Very creative way of getting things done 🙂
Corey Chivers
2012-10-03 at 00:52

Could be a job for Amazon’s Mechanical Turk?
- Luis (Post author)
  2012-10-03 at 05:51
  
  It could, but this is a hobby and I’m hoping that people will participate.
John Baumgartner
2012-10-03 at 12:06

Just a heads up… results for some schools seems to be divided into years (e.g. http://www.educationcounts.govt.nz/__data/assets/pdf_file/0004/111865/1308_2011.pdf).
- Luis (Post author)
  2012-10-03 at 13:08
  
  Yes, we’ll have to get add up all the numbers and then get the proportions. Interesting reports, with traffic light colors and using Comic Sans.
  
  Thanks for the support; it seems to be such a divisive issue!
Tom
2012-10-03 at 13:09

Isn’t it possible to mine the data out of a PDF?
http://www.r-bloggers.com/reading-and-text-mining-a-pdf-file-in-r/
- Luis (Post author)
  2012-10-03 at 13:29
  
  No because the documents do not follow a preset format. One has to read it to know where are the relevant numbers.
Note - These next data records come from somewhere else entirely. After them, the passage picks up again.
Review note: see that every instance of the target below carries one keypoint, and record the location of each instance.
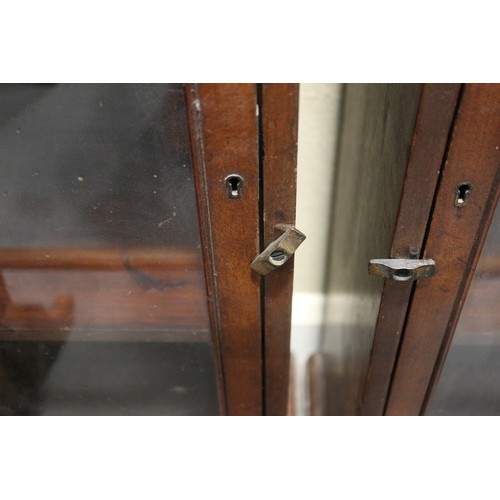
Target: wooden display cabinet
(126, 285)
(417, 178)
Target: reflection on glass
(102, 296)
(470, 382)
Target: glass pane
(102, 295)
(470, 382)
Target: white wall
(319, 108)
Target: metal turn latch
(402, 269)
(279, 251)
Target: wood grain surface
(224, 125)
(377, 132)
(435, 115)
(279, 116)
(454, 241)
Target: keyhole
(234, 184)
(462, 193)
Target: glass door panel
(103, 307)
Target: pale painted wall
(319, 108)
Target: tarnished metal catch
(402, 269)
(279, 251)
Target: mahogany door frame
(455, 238)
(435, 116)
(248, 130)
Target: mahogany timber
(434, 120)
(279, 114)
(454, 241)
(224, 125)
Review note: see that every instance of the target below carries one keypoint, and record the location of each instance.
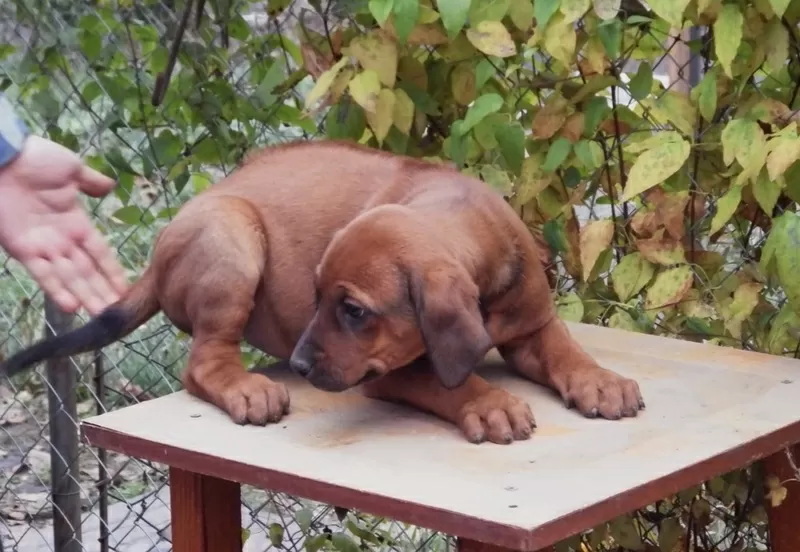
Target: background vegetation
(652, 147)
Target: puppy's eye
(353, 311)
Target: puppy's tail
(138, 305)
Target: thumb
(94, 183)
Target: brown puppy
(428, 259)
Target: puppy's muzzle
(301, 361)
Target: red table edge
(458, 525)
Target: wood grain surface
(709, 410)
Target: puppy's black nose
(300, 365)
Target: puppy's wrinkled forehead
(362, 259)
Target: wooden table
(709, 411)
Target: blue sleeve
(13, 132)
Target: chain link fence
(98, 77)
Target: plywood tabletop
(709, 410)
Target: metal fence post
(64, 468)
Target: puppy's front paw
(596, 391)
(256, 399)
(498, 416)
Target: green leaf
(557, 154)
(726, 207)
(381, 10)
(570, 307)
(728, 29)
(480, 108)
(610, 35)
(779, 6)
(406, 13)
(497, 178)
(741, 140)
(596, 111)
(454, 15)
(274, 77)
(324, 82)
(572, 177)
(669, 288)
(511, 139)
(521, 14)
(656, 165)
(91, 44)
(766, 191)
(787, 257)
(543, 10)
(631, 275)
(346, 120)
(589, 153)
(132, 215)
(574, 9)
(554, 235)
(642, 82)
(785, 151)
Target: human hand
(44, 226)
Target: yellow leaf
(381, 120)
(606, 9)
(492, 38)
(462, 83)
(574, 9)
(726, 207)
(742, 140)
(324, 83)
(340, 83)
(532, 179)
(670, 10)
(728, 29)
(669, 287)
(595, 238)
(661, 250)
(377, 52)
(631, 274)
(776, 41)
(655, 166)
(777, 496)
(364, 88)
(783, 155)
(551, 117)
(766, 191)
(560, 39)
(403, 115)
(692, 305)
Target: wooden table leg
(206, 513)
(466, 545)
(784, 526)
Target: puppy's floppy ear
(445, 302)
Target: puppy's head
(386, 294)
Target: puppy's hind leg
(225, 263)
In addition, some of them are text documents while others are images.
mdev
2012-10-21 at 12:13

The was a useful example of practical data analysis for me, especially the political and technical issues with the underlying data. I strung them together in RStudio as a reproducible report – that’s the nature of reporting in education.

The reply from a teacher was a lesson too: the complex information encoded in an overall grade or assessment, both subjective observations and objective test data.

Starting data analysis from that point might produce analyses which the would embrace, e.g. supplying the kind of ‘spreadsheet’ teachers are compelled to construct for themselves to record grading information. That might support reproducible reporting locally within schools, not just nationally.